Sean Stewart, 35, testified during the two-week Manhattan federal court trial, insisting he had no idea his father was sharing secrets with a broker to make trades ahead of public announcements on five separate deals that he oversaw while working at JPMorgan Chase & Co. and Perella Weinberg partners LP.
As the verdict was read, Stewart was stoic, though he turned to look at his mother on a bench behind him. Sentencing was set for Feb. 17 for the Manhattan resident.
Stewart's lawyer, Mark Gombiner, said the defense was damaged when Judge Laura Taylor Swain ruled that Stewart's father could use the Fifth Amendment to avoid testifying.
"We have a lot of issues on appeal," he said.
In a release, U.S. Attorney Preet Bharara said: "Time and time again, Sean Stewart took his clients' most sensitive corporate secrets and fed them to his father on a silver platter for quick and illegal profits."
The father, Robert Stewart, was sentenced to one year of home detention after pleading guilty to an insider trading charge.
Prosecutors said evidence, including the timing of pivotal meetings regarding the corporate deals and subsequent trades in securities by the father and communications between the father and son soon afterward, made it obvious the son tipped his father intentionally.
The father received about $150,000 while the stock broker got the rest of $1.1 million in profits, though prosecutors say the son benefited when his father used some of proceeds to pay for Stewart's wedding rehearsal dinner and for a wedding photographer. Richard Cunniffe, who executed some of the securities trades for Stewart's father, pleaded guilty to insider trading charges and testified at the trial.
The effort to show Sean Stewart received something in return for sharing secrets was important after the 2nd U.S. Circuit Court of Appeals in December 2014 changed the landscape of insider trading law by saying prosecutors needed to show that the person supplying secrets received something of value in return. Stewart's trial was the first to occur in Manhattan since that ruling.
Testifying over two days, Stewart insisted he did nothing wrong, though he acknowledged breaking the rules of his employers when he talked openly and casually about secret deals with his family. He said he never told his father the dates that mergers would occur or the size of the deals, though he said he told his father that the timing of one of the deals conflicted with his scheduled spring 2001 wedding date.
"I am innocent," Stewart testified. "I never ever gave my father information expecting him to trade."

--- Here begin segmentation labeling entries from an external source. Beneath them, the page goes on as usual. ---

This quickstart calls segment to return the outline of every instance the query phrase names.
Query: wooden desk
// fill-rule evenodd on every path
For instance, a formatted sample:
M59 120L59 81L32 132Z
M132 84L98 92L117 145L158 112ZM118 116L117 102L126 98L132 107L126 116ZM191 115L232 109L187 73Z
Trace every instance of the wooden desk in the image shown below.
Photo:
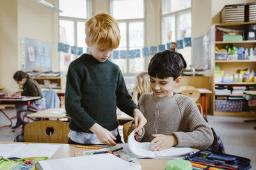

Prosecutors told jurors that Stewart continued to tell his father inside information even after he was confronted by JPMorgan lawyers about stock trades his father made surrounding a merger of companies the son helped arrange in early 2011. They said the father traded based on information he received from his son about four additional mergers afterward.
Throughout the trial, defense lawyers blamed the father.
Sean Stewart had testified that his father's bad acts "resulted in the loss of my career and reputation."
In her closing, Assistant U.S. Attorney Sarah McCallum said Stewart "five times ... handed his father tomorrow's news today."